En tout cas, derrière la grogne éducative se cache une question simple, presque naïve: à quoi sert l’État si ceux qui forment la jeunesse se sentent abandonnés? Gouverner par tableaux Excel interposés peut fonctionner un temps, mais sans dialogue social, même le meilleur budget finit recalé en rattrapage.

Sur le terrain politique, la transition ressemble à un livre qu’on refuse de refermer, mais qu’on a de la peine à lire. Arrestations infondées, demandes d’amnistie, procès à forte odeur politique: la page des élections reste cornée. Le pouvoir affirme l’autorité, l’opposition réclame la légitimité, et le citoyen, lui, attend surtout qu’on baisse le volume de la tension. Entre temps, le pays danse à son rythme.

En fait, la démocratie tchadienne, officiellement vivante, respire avec difficulté et meurt comme par étranglement politique et social. L’espace civique se rétrécit davantage, la presse fait de l’apnée, et la critique devient un sport extrême. Or, un pays ne se stabilise pas en mettant la société sous cloche. Et nous le savons très bien, même la marmite la mieux fermée finit par déborder.

Comme si cela ne suffisait pas, le campus universitaire s’est invité au cœur du malaise national. À l’Ecole nationale des sciences technologies de l’information et de la communication (ENASTIC) d’Amdjarass, la foi a cessé d’être un lien pour devenir une ligne de fracture. Quand des simples discussions se transforment en champ de bataille symbolique, il y a de quoi vraiment s’inquiéter. Et là, c’est la laïcité — discrète mais essentielle — qui appelle au secours.

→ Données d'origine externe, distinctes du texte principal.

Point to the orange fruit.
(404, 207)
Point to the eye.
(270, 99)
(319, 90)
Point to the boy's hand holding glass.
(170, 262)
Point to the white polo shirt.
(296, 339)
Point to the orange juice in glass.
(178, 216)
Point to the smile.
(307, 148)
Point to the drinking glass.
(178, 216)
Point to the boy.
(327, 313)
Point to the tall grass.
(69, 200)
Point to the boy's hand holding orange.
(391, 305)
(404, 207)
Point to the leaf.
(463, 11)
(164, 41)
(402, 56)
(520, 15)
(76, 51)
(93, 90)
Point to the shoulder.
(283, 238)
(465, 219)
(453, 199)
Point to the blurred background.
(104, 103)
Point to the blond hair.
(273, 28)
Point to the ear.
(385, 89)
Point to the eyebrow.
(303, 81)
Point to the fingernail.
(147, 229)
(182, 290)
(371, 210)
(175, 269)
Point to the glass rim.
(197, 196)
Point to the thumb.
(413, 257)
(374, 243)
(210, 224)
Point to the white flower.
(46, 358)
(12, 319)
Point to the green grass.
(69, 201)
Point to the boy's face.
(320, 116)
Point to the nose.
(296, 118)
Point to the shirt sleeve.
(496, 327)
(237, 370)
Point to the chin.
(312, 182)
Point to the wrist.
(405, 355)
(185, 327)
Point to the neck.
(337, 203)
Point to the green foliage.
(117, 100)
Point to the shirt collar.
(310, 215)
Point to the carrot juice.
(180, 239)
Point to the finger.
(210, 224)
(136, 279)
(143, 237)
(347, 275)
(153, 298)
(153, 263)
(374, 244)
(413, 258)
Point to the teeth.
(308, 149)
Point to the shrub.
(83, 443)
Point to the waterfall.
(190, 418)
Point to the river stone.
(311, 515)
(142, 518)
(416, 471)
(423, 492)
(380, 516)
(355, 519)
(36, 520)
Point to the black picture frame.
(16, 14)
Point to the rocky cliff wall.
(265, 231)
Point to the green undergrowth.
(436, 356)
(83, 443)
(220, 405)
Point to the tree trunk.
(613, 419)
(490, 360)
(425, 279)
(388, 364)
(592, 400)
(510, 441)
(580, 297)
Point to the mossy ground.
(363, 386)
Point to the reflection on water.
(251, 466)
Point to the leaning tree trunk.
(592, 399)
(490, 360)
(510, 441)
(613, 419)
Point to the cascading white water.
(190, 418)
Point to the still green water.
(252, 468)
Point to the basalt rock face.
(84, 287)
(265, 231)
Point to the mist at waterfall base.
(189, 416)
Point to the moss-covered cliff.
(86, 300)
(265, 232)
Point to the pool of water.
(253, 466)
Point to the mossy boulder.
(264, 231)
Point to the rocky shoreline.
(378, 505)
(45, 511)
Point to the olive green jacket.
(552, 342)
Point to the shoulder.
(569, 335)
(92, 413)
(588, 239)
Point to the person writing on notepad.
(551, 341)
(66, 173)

Le Tchad est croyant, profondément. Mais il est aussi républicain, du moins sur le papier. La neutralité de l’État ne doit pas être un luxe importé, c’est une assurance-vie collective. Laisser une religion, quelle qu’elle soit, régenter l’espace public, c’est jouer avec des allumettes dans une case en paille. Sans se rendre compte, l’Etat prête le flanc à un groupe de personnes, de tout faire au nom de leur religion.

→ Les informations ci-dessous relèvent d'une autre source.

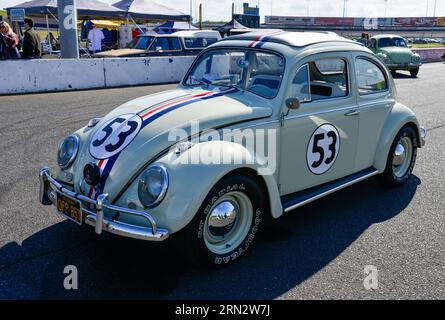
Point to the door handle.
(352, 113)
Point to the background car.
(396, 54)
(181, 43)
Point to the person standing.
(95, 36)
(10, 42)
(31, 41)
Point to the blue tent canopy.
(91, 8)
(172, 26)
(147, 9)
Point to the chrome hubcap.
(402, 157)
(228, 222)
(399, 155)
(222, 218)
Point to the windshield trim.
(149, 43)
(241, 48)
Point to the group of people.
(10, 42)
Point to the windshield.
(142, 42)
(255, 71)
(392, 42)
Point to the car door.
(319, 139)
(375, 103)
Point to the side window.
(327, 79)
(174, 44)
(370, 78)
(300, 84)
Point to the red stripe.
(174, 102)
(90, 192)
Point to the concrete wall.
(27, 76)
(431, 55)
(136, 71)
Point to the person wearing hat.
(31, 41)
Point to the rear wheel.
(401, 158)
(227, 222)
(414, 72)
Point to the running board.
(299, 199)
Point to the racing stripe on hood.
(150, 116)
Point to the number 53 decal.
(115, 135)
(322, 150)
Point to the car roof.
(293, 39)
(381, 36)
(191, 34)
(197, 33)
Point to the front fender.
(190, 181)
(399, 116)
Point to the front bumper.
(404, 66)
(94, 217)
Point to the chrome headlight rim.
(165, 184)
(73, 155)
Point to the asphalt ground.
(317, 252)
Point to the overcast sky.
(221, 9)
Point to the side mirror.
(293, 103)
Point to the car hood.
(159, 114)
(119, 53)
(398, 54)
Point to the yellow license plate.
(69, 208)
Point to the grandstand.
(408, 27)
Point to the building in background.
(250, 16)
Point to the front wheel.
(227, 222)
(401, 158)
(414, 72)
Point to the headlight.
(384, 58)
(153, 186)
(416, 58)
(68, 151)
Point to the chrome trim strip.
(319, 112)
(321, 195)
(97, 220)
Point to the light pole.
(434, 18)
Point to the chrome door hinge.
(282, 119)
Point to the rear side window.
(370, 78)
(196, 43)
(166, 44)
(321, 79)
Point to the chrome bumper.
(404, 66)
(423, 133)
(49, 188)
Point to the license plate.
(69, 208)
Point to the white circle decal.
(115, 135)
(322, 150)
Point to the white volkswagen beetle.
(322, 113)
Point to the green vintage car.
(394, 51)
(262, 124)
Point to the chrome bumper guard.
(97, 219)
(423, 134)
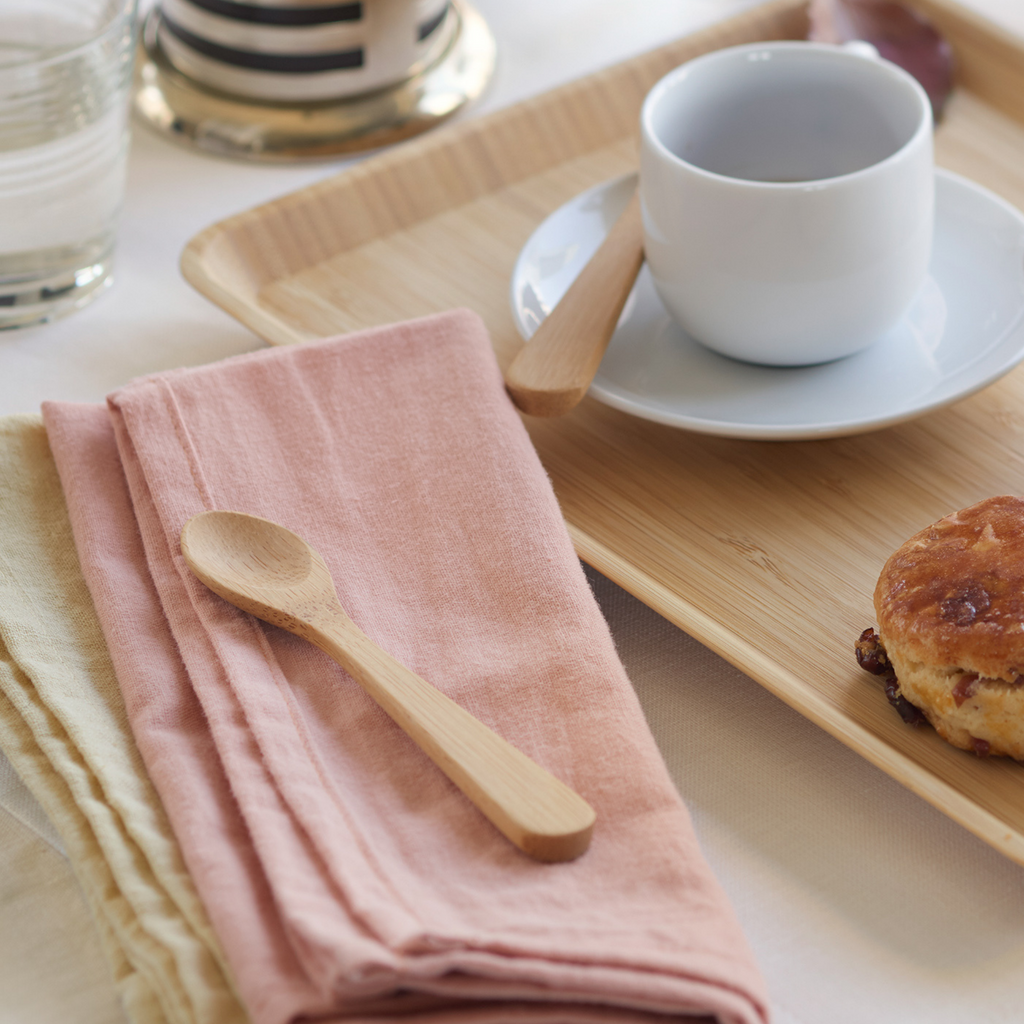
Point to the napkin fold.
(65, 730)
(345, 876)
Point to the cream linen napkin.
(62, 726)
(346, 877)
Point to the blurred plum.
(898, 33)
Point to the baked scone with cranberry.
(950, 638)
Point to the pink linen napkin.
(347, 878)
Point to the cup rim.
(124, 11)
(892, 70)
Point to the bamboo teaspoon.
(552, 372)
(267, 570)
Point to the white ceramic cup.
(787, 197)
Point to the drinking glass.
(65, 85)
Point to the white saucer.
(965, 330)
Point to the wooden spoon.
(552, 372)
(270, 572)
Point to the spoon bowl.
(265, 569)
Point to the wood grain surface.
(767, 552)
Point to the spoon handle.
(552, 372)
(538, 813)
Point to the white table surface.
(862, 903)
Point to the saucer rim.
(792, 431)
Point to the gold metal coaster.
(250, 129)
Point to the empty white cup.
(787, 197)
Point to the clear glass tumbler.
(65, 85)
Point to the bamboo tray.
(767, 552)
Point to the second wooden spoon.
(272, 573)
(553, 371)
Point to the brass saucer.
(258, 130)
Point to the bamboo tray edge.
(261, 264)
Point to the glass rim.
(124, 11)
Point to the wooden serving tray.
(767, 552)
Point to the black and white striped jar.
(288, 51)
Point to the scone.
(950, 642)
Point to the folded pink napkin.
(347, 878)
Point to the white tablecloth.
(862, 903)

Pendant ce temps, l’insécurité ordinaire poursuit sa routine. Accidents mortels, violences urbaines, voies publiques indisciplinées: la sécurité se rappelle à nous là où on l’attend le moins. Elle ne commence pas seulement aux frontières ou dans les casernes, mais dans la prévention, la régulation et le respect des règles simples mais qui sauvent des vies.

Heureusement, la culture s’invite pour rappeler que le pays sait encore sourire. Le Festival Dary et autres initiatives artistiques offrent une respiration bienvenue. Mais la danse ne nourrit pas durablement l’estomac social, et les tambours, aussi puissants soient-ils, ne couvrent pas éternellement le bruit des injustices. Tout le mal finit par ressurgir. Victime d’un viol financier par ses pairs, le Tchad est dans une convalescence continue dont la seule issue glorieuse serait une perfusion économique et un pansement social.

Le Tchad entre en 2026 sans illusions tapageuses, mais avec un espoir lucide: celui d’un État qui écouterait avant d’imposer, qui arbitrerait avant de réprimer, qui rassemblerait avant de diviser. Gouverner, au fond, ce n’est pas gérer la tension permanente; c’est créer les conditions pour qu’elle n’ait plus besoin d’exister. À défaut, l’année nouvelle risque de ressembler à l’ancienne, avec simplement un millésime différent. Et c’est toujours le pays de Toumaï qui va sombrer.